You Can't Say We Didn't Tell You


A small uproar has erupted in the IT community over Microsoft's decision that it will no longer support new hardware on anything other than Windows 10.

In a rare occurrence, I'm actually going to back Microsoft on this one. They've had that stance for 15 months. It was January 2016 that they posted that they wouldn't continue software fixes for Windows 7 and 8.1 (having already ditched 8 as the bad job that it was) to the newest generation of processors.

The new processors are literally new. AMD's Ryzen was announced 5 months ago, Intel's 7th Generation of Core processors came out in January. Only the hardcore "must have" people will be running these right now.

Microsoft have a habit of ditching old tech - if not old operating systems - to drive PC sales and, subsequently, their licence sales. Their switch to "Windows as a Service" with an app store in the Apple mould is the recognition that - as Apple found - the basic software that drives the machine should essentially be free, with everything else a paid-for add-on.

The main issue Microsoft will find now is that their eco-system is overgrown with other products. Don't want to pay for Word? Here's Open Office. The Windows system has, for the last 25 years, nurtured a stream of bedroom programmers to bring a deluge of software to the platform that Apple can't even come close to matching.

It's all a bit Frankenstein's Monster, but the drive for new tech has gone from the desktop to the mobile screen. Something Microsoft doesn't have dominance of.

Microsoft accidentally built the beast they are now hopeful of containing. It's not likely, at least in the short term, but they are hopeful. Revenues at the Gates-inspired conglomo-fest are struggling, with the switch of Office to a subscription model probably the only thing keeping the Microsoft executives from not being in a full-on panic.

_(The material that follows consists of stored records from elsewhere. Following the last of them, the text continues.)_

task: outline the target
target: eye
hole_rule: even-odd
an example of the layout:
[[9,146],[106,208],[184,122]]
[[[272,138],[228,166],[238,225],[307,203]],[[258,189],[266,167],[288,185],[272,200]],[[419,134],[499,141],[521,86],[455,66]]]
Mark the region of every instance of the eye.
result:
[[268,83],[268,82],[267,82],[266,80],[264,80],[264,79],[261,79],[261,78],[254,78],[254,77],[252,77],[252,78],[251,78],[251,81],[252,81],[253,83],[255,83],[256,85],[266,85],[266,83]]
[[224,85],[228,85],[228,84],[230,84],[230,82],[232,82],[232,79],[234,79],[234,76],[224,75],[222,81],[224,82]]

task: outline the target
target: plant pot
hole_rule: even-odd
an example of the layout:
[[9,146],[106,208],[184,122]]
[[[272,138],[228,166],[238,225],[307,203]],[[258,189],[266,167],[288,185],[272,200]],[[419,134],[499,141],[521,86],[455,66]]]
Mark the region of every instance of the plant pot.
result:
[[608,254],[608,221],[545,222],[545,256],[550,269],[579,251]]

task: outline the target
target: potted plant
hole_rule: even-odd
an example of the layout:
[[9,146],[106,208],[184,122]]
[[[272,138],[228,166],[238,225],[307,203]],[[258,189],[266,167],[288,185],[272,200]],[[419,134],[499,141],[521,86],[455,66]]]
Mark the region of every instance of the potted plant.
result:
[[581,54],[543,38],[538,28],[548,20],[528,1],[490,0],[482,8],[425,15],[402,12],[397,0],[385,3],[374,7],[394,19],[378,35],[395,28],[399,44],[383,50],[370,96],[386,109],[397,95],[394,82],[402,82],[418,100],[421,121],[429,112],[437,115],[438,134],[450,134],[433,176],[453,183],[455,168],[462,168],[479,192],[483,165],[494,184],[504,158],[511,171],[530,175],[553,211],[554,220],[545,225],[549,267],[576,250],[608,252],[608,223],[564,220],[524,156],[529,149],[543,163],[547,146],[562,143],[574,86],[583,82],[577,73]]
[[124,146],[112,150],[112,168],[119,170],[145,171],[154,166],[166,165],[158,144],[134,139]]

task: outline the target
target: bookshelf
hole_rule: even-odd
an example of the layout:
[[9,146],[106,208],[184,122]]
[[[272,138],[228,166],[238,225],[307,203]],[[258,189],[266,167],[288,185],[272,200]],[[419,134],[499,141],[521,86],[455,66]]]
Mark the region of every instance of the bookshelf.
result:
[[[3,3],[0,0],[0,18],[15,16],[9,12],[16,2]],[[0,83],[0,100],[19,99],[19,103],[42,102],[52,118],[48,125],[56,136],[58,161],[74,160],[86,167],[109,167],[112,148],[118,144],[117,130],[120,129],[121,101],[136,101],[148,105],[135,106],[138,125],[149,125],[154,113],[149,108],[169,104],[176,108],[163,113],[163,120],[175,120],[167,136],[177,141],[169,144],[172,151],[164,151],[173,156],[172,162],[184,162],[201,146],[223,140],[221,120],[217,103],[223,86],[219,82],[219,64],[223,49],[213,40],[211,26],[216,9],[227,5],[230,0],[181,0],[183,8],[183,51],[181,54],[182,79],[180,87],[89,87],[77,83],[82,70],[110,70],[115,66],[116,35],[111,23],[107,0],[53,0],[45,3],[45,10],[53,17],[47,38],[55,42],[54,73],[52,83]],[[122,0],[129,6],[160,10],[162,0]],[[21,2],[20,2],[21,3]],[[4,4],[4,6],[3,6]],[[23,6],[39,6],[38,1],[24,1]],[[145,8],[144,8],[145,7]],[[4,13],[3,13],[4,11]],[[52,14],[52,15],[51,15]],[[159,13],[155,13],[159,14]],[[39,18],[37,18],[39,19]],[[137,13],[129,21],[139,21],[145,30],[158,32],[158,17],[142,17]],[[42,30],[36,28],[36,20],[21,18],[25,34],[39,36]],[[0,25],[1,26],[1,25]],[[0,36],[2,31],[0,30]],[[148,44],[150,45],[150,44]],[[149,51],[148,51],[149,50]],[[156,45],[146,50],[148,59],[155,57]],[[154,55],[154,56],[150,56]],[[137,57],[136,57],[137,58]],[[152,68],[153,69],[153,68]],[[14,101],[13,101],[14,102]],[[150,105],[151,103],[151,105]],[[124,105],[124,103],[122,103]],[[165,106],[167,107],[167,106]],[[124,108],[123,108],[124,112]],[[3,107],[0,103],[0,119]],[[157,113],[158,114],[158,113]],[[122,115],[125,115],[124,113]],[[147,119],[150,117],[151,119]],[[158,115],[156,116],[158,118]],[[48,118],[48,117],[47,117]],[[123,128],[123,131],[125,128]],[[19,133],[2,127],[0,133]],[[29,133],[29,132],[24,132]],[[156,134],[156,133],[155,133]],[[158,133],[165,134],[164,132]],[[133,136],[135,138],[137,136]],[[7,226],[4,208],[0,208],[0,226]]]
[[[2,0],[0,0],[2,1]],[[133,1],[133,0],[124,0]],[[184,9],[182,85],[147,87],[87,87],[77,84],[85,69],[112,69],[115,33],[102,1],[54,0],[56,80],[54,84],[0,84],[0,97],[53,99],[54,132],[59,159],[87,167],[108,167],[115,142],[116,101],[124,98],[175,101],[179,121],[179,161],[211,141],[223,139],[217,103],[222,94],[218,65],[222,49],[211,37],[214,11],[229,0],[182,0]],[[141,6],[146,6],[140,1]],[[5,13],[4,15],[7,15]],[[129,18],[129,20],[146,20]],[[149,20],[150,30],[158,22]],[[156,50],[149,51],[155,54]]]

Windows is now such a throwaway item, anyone is able to get it for free in exchange for a single 'white lie' click on a particular Microsoft website. It's the unpublished loophole in the licencing agreements that Microsoft sign with equipment manufacturers in a bid to keep Windows as the dominant player in the increasingly irrelevant desktop game.

Google's Android operating system is now so big, thanks to mobiles and tablets, that Microsoft is genuinely under threat as the supplier to the world. Google are to make major plays into the Business sector, from the traditional home market they are now dominating, and there are plenty of companies now reliant on Google services to find an Android or Chrome infrastructure an acceptable one.

We are all going to be assimilated. Microsoft still hope it will be with them.